Adding Custom Parsing Rules
In case you want to extract more data fields from your invoices (vendor, line-items, ...) you can add additional custom parsing rules. Go to 'Parsing Rules' and click on 'Create Parsing Rule'. You'll see different parsing rule presets suitable for invoice parsing.
Next to the presets dedicated to invoice parsing you can also choose to add a 'Generic Parsing Rule' which will allow you to extract any kind of data from invoices. Please see the articles linked below for more details on creating custom rules.
Parsing Line-Items From Known Invoice Layouts
Docparser offers several table data extraction tools which makes it easy to parse invoice line-items. Setting up a line-item parsing rule is usually a quick procedure and takes only a couple of minutes thanks to our point & click table parsing tool. Depending on the complexity of your invoice layout, you can also apply advanced table parsing techniques to get all the data you need.

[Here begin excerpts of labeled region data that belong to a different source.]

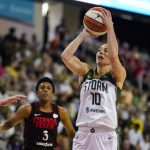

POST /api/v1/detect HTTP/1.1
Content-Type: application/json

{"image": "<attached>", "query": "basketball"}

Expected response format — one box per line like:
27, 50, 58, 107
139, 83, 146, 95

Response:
83, 7, 107, 36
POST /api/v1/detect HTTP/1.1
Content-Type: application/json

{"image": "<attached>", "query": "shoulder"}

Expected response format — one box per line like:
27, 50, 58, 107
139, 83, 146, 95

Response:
58, 106, 69, 121
17, 104, 32, 117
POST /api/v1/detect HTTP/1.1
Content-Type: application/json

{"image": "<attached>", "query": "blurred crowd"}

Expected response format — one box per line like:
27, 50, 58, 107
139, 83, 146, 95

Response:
0, 18, 150, 150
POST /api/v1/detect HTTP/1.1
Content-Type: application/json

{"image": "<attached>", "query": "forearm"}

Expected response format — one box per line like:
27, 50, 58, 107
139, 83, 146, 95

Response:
61, 34, 84, 59
0, 121, 13, 132
107, 25, 118, 58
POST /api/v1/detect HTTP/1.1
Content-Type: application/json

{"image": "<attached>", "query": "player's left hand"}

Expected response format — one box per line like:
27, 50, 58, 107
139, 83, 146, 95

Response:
0, 95, 26, 106
101, 9, 113, 29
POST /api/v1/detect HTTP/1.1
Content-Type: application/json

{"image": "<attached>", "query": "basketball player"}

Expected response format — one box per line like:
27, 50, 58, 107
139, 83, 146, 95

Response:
0, 95, 26, 107
61, 9, 126, 150
0, 77, 75, 150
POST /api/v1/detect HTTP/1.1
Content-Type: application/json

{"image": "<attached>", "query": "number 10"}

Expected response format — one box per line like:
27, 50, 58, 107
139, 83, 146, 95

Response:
90, 93, 101, 105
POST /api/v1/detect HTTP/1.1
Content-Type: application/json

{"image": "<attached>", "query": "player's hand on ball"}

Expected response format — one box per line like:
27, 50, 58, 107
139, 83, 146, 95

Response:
101, 9, 113, 29
81, 29, 99, 38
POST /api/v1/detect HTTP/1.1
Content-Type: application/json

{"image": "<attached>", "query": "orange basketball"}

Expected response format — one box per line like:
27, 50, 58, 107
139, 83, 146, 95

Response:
83, 7, 107, 36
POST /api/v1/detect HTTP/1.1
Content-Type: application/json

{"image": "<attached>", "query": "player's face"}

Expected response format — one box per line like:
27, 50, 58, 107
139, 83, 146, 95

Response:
37, 82, 53, 101
96, 44, 110, 65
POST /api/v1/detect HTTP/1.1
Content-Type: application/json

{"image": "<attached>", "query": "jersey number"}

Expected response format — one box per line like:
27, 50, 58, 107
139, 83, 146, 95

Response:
90, 93, 101, 105
43, 130, 48, 141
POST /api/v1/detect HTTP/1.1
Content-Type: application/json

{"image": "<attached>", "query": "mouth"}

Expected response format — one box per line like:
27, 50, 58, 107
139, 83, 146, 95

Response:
98, 55, 104, 59
42, 93, 48, 97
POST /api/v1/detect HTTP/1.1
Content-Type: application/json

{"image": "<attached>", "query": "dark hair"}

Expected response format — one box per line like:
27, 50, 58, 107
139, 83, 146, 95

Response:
118, 54, 126, 68
35, 77, 55, 93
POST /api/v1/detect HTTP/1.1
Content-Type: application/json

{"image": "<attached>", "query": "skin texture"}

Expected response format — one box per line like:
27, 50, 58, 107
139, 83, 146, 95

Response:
61, 8, 126, 89
0, 95, 26, 107
0, 82, 75, 138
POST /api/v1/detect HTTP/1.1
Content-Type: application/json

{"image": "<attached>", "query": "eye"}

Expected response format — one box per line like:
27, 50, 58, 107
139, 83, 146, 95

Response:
104, 48, 107, 52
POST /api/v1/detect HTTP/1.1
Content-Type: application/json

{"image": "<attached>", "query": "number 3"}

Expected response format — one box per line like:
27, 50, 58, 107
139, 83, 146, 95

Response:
43, 130, 48, 141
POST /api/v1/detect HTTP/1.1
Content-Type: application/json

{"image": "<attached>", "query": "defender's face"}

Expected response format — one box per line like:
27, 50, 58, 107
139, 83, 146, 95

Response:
37, 82, 53, 101
96, 44, 110, 65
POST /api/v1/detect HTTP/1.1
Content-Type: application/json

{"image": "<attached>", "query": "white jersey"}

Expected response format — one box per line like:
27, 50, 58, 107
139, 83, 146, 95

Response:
76, 69, 120, 129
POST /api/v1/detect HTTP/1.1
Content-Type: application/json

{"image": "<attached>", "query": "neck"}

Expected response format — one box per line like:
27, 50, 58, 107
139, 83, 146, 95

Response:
40, 102, 51, 111
97, 65, 111, 76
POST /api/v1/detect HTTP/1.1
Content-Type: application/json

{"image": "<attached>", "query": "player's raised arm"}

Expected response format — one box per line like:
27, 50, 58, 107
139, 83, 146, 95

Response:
101, 9, 126, 88
59, 107, 75, 138
0, 105, 30, 132
61, 30, 91, 76
0, 95, 26, 106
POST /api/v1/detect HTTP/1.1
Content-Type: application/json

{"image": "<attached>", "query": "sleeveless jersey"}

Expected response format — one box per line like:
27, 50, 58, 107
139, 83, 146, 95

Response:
76, 69, 120, 129
23, 102, 60, 150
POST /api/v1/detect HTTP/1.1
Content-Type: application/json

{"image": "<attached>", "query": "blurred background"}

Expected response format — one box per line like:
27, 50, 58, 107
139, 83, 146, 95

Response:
0, 0, 150, 150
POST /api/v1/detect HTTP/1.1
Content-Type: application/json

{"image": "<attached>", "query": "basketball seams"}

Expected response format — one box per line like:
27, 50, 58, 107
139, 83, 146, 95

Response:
85, 10, 103, 23
84, 15, 107, 32
83, 7, 107, 35
84, 24, 107, 36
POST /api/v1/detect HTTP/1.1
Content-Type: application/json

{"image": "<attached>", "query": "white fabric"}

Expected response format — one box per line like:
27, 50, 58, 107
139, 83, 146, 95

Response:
72, 128, 117, 150
76, 79, 117, 129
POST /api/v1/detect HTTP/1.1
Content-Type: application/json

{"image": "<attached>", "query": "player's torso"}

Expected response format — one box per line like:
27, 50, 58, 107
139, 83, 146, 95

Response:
77, 70, 117, 128
24, 103, 60, 150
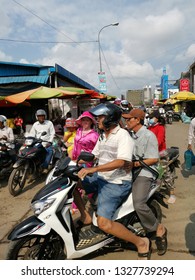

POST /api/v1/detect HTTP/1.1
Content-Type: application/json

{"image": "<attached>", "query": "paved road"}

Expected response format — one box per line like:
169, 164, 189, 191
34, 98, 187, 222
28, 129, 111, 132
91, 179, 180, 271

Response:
0, 122, 195, 260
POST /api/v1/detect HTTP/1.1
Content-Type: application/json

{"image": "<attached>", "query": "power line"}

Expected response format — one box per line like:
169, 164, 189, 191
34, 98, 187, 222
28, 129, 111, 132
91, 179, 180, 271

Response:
12, 0, 76, 43
0, 38, 98, 44
100, 46, 120, 90
12, 0, 119, 89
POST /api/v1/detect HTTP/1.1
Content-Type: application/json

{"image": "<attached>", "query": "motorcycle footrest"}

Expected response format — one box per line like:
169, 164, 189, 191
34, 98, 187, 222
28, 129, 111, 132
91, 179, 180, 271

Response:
76, 225, 108, 250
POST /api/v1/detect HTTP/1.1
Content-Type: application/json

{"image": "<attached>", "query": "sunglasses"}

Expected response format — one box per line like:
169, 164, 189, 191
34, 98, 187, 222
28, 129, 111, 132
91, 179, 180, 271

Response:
125, 117, 136, 122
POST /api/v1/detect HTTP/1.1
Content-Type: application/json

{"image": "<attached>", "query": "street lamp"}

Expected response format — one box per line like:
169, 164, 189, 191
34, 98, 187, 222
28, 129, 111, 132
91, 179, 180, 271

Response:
98, 22, 119, 73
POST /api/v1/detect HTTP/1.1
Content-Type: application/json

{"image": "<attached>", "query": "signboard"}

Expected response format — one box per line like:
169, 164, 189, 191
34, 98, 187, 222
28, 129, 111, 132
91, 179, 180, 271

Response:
98, 72, 107, 93
179, 79, 190, 91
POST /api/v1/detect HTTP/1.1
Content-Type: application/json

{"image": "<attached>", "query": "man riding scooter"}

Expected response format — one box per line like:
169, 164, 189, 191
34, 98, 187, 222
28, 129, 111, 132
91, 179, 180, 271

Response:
29, 109, 55, 179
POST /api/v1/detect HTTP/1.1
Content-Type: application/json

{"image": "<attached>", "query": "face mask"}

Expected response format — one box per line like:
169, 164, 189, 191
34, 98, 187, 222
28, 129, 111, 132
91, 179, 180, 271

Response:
149, 119, 155, 125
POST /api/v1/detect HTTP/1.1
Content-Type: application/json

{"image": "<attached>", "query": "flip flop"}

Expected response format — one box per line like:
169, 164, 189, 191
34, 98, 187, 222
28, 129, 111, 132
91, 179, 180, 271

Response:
155, 228, 168, 256
137, 240, 152, 260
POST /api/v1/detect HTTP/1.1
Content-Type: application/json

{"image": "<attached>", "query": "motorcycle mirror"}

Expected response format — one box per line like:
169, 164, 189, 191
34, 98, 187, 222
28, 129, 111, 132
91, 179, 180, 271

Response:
41, 131, 47, 136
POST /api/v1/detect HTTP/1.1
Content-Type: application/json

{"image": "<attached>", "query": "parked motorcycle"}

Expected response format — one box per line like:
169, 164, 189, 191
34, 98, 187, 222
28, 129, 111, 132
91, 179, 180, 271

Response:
6, 152, 167, 260
8, 132, 57, 196
0, 143, 19, 179
160, 147, 180, 194
166, 110, 173, 124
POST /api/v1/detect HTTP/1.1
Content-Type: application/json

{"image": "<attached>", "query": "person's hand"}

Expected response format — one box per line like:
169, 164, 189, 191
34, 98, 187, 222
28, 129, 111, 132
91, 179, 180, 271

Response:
187, 144, 192, 150
124, 161, 133, 173
1, 135, 7, 141
66, 131, 72, 138
45, 142, 52, 148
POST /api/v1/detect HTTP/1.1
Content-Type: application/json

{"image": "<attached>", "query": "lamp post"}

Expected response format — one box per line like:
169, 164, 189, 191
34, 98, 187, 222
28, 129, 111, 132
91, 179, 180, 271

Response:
98, 22, 119, 74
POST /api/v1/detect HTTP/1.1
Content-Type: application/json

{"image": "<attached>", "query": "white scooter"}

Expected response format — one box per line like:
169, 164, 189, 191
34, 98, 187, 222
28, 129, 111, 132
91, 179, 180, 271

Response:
6, 152, 166, 260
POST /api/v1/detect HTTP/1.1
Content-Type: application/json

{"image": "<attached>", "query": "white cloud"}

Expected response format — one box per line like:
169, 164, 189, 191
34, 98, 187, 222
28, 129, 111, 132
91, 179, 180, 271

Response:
0, 0, 195, 95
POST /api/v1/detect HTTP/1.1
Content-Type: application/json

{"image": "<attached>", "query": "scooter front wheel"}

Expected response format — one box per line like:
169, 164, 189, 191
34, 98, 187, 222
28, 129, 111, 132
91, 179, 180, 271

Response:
6, 234, 66, 260
8, 165, 27, 196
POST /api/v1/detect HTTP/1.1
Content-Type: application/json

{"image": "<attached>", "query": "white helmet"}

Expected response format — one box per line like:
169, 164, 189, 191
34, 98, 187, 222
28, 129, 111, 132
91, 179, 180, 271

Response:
0, 115, 7, 126
35, 109, 47, 119
120, 100, 130, 112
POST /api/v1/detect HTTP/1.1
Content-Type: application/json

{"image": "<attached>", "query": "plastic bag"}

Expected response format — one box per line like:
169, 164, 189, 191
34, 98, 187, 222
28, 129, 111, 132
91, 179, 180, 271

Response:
184, 150, 195, 170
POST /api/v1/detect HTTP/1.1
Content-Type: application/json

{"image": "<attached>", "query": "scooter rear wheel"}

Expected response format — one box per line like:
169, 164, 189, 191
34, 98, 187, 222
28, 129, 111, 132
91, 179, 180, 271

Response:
6, 234, 66, 260
8, 165, 27, 196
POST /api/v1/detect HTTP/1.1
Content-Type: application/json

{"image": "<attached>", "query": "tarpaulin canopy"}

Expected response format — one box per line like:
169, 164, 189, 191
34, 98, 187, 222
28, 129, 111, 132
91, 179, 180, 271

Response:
170, 91, 195, 100
0, 98, 31, 107
5, 86, 107, 104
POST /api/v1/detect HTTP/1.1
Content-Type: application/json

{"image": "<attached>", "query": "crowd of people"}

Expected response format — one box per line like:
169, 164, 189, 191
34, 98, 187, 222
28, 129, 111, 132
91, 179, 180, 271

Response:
0, 100, 195, 260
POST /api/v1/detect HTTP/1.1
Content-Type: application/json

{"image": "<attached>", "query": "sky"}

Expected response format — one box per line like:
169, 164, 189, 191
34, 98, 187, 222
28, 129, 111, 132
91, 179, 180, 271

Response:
0, 0, 195, 97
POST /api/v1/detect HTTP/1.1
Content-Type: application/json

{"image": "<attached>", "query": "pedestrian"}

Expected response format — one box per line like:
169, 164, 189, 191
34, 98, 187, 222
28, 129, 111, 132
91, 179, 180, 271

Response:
123, 109, 167, 255
0, 115, 14, 148
72, 111, 99, 166
29, 109, 55, 175
148, 110, 166, 153
14, 114, 23, 135
74, 102, 151, 260
187, 117, 195, 150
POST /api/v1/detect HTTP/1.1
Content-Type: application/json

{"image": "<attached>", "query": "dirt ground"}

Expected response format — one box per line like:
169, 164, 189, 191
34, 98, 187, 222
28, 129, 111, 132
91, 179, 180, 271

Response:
0, 122, 195, 260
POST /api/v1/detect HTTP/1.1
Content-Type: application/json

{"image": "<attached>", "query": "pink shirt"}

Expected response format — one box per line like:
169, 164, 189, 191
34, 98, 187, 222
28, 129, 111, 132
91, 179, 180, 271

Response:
72, 127, 99, 167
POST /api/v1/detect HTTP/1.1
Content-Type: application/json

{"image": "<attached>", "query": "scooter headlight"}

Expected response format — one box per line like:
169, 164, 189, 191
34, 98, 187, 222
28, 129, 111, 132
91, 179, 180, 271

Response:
31, 198, 56, 215
24, 139, 33, 146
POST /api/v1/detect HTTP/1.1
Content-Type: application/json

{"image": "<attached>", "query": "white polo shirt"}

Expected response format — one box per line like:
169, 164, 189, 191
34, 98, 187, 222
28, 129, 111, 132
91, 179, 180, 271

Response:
92, 126, 135, 184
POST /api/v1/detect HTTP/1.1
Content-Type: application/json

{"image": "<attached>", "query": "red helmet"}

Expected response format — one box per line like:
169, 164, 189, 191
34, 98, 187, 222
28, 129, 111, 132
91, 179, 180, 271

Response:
65, 118, 78, 128
114, 98, 121, 106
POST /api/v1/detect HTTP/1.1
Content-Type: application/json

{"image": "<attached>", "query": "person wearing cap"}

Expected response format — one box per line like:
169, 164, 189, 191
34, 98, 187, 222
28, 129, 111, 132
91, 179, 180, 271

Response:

Parsing Line-Items From Unknown Invoice Layouts
If you want to extract line items from invoices where you don't know the layout, Docparser might not be a great fit for you. This is because extracting line-items and other specific data points requires a dedicated set of parsing rules trained to the specific layout/structure of the document. The idea is that you need to create one set of parsing rules for each invoice layout (e.g. for each vendor) if you want to extract data that is not covered by the smart filters (Invoice ID, Invoice Date, ...) mentioned above.
One common approach for this scenario is to create parsing rules for the most common invoice layouts only. In our experience, a small set of invoice layouts can easily cover 80% of the invoice volume. Our biggest customers are managing parsing rules for 750+ invoice layouts with Docparser.